The original publication is available at http://www.sajhrm.co.za
Orientation: A ‘sacrificial human resource strategy’ is practised in call centres, resulting in poor employee occupational health. Consequently, questions are posed in terms of the consequences of call centre work and which salient antecedent variables impact the engagement and wellbeing of call centre representatives. Research purpose: Firstly, to gauge the level of employee engagement amongst a sample of call centre representatives in South Africa and, secondly, to track the paths through which salient personal and job resources affect this engagement. More specifically, the relationships between sense of coherence, leadership effectiveness, team effectiveness and engagement were investigated, thus testing the Job Demands-Resources model of work engagement. Motivation for the study: To present an application of the Job Demands-Resources model of work engagement in a call centre environment in order to diagnose current ills and consequently propose remedies.

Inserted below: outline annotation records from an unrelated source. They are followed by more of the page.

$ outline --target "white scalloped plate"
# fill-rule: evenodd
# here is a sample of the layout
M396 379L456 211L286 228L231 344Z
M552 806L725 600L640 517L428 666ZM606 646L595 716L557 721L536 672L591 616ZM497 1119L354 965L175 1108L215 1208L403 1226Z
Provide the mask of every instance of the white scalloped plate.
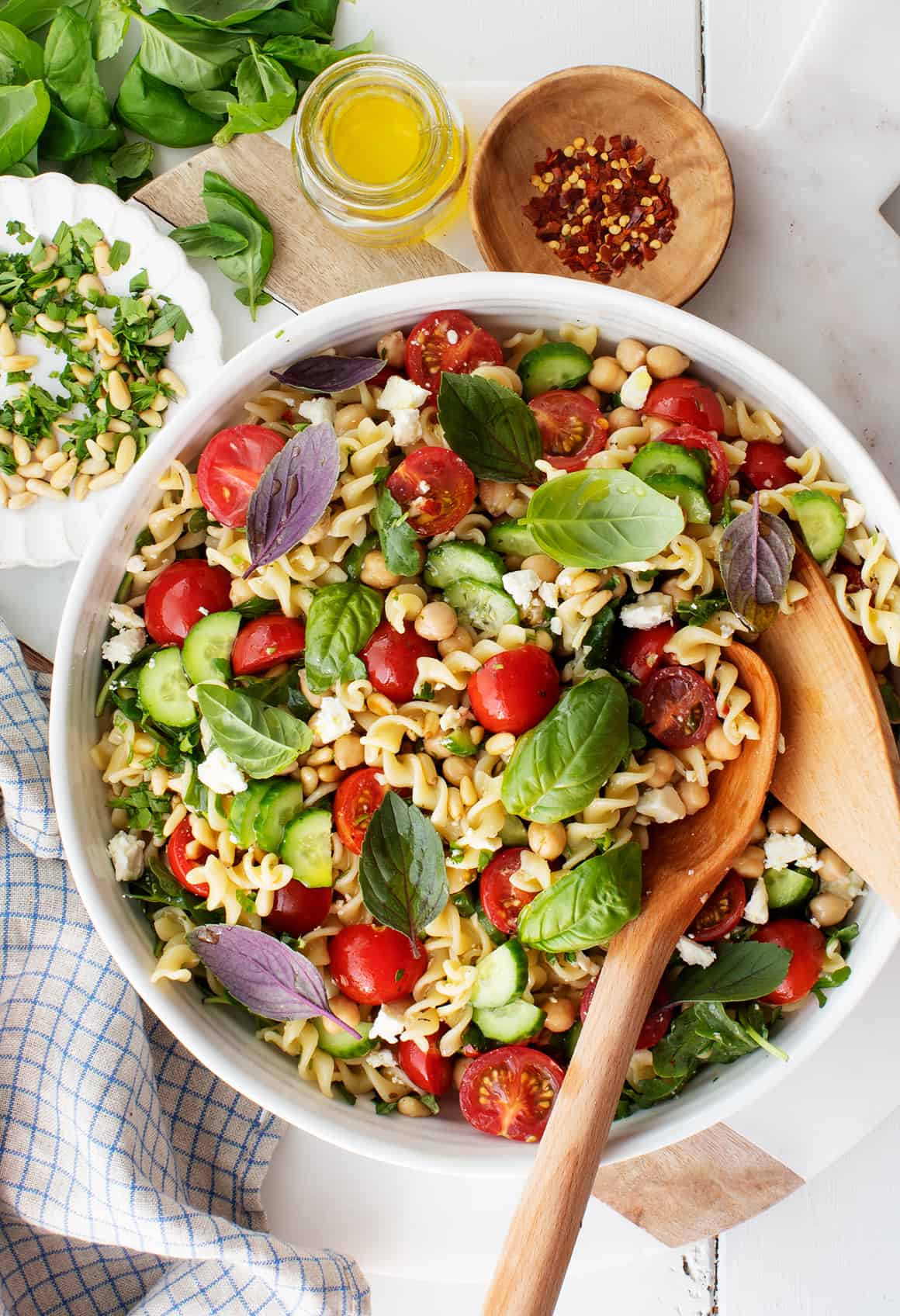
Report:
M45 240L53 237L64 220L93 220L109 242L121 238L130 242L128 265L104 279L109 292L128 292L132 275L146 268L150 288L166 293L183 307L193 325L193 333L183 342L172 343L168 365L184 380L191 393L222 365L222 334L213 315L209 291L201 276L191 268L182 249L159 233L137 203L120 201L108 188L93 183L74 183L64 174L41 174L38 178L0 178L0 250L26 250L7 234L8 220L21 220L29 233ZM22 345L39 358L32 378L55 392L50 378L58 370L62 355L45 347L38 338L26 336ZM1 378L1 376L0 376ZM0 387L0 397L11 386ZM176 411L171 404L168 413ZM164 426L159 433L164 432ZM153 446L153 445L150 445ZM124 483L138 482L143 462L137 462ZM82 557L97 530L107 508L114 501L118 486L89 494L83 503L38 499L20 512L0 508L0 567L55 567Z

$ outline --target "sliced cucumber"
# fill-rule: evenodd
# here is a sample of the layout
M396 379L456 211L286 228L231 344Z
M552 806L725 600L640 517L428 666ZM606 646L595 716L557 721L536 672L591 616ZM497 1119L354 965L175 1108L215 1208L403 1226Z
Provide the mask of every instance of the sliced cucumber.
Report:
M674 497L680 503L688 525L709 525L712 507L699 484L687 475L647 475L643 480L651 490Z
M499 1009L474 1009L472 1023L495 1042L524 1042L543 1028L545 1013L528 1000L513 1000Z
M642 480L650 475L683 475L701 490L707 487L707 467L703 458L697 451L682 447L680 443L647 443L632 462L630 470L632 475Z
M354 1037L342 1028L329 1026L324 1019L317 1019L318 1045L328 1055L337 1055L341 1061L355 1061L361 1055L368 1055L375 1046L375 1042L368 1040L371 1026L367 1023L357 1024L357 1032L362 1033L362 1037Z
M471 1004L475 1009L497 1009L521 996L526 987L528 955L522 944L511 937L480 961Z
M504 562L499 553L483 549L479 544L450 541L432 549L425 558L425 584L433 590L446 590L454 580L466 576L468 580L484 580L486 584L503 586Z
M138 699L145 713L163 726L193 726L197 705L189 695L182 650L171 645L147 658L138 672Z
M488 636L496 636L500 626L518 621L518 608L507 591L483 580L454 580L443 591L443 597L461 621Z
M239 612L211 612L193 622L184 637L182 662L195 686L232 679L232 646L242 620Z
M820 490L801 490L791 497L793 511L816 562L825 562L843 544L847 522L833 497Z
M811 873L796 873L793 869L766 869L763 873L770 909L787 909L788 905L807 900L817 879Z
M267 854L278 854L284 840L288 822L303 811L303 786L300 782L270 783L259 801L254 830L257 844Z
M518 362L518 378L526 397L551 388L578 388L591 374L593 361L574 342L545 342Z
M497 521L488 530L487 541L496 553L516 558L530 558L533 553L543 551L524 521Z
M304 887L330 887L332 815L328 809L307 809L288 822L279 854Z
M257 841L255 821L263 795L271 790L271 782L247 782L246 791L234 796L228 824L232 836L242 850L249 850Z

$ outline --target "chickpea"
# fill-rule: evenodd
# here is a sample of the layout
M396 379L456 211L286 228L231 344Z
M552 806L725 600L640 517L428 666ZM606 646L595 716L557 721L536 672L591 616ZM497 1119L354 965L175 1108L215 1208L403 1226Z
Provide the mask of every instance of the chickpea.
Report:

Research design: A cross-sectional survey design was used and a non-probability convenient sample of 217 call centre representatives was selected. The measuring instruments comprise the Utrecht Work Engagement Scale to measure engagement, the Team Diagnostic Survey to measure team effectiveness, the leadership practices inventory to gauge leadership effectiveness, and the Orientation to Life Questionnaire to measure sense of coherence. A series of structural equation modelling analyses were performed. Main findings: Contrary to the ‘electronic sweatshop’ image attached to call centre jobs depicted in the literature, results show a high level of employee engagement for call centre representatives in the sample. Also, personal resources such as sense of coherence and job resources such as team effectiveness related significantly to engagement. A non-significant relationship exists between leadership effectiveness and engagement. Practical/managerial implications: Both the content and context of jobs need to be addressed to increase the personal and job resources of call centre representatives. Contribution/value-add: The Job Demands-Resources model of work engagement can be used to improve the occupational health and performance of employees in call centres.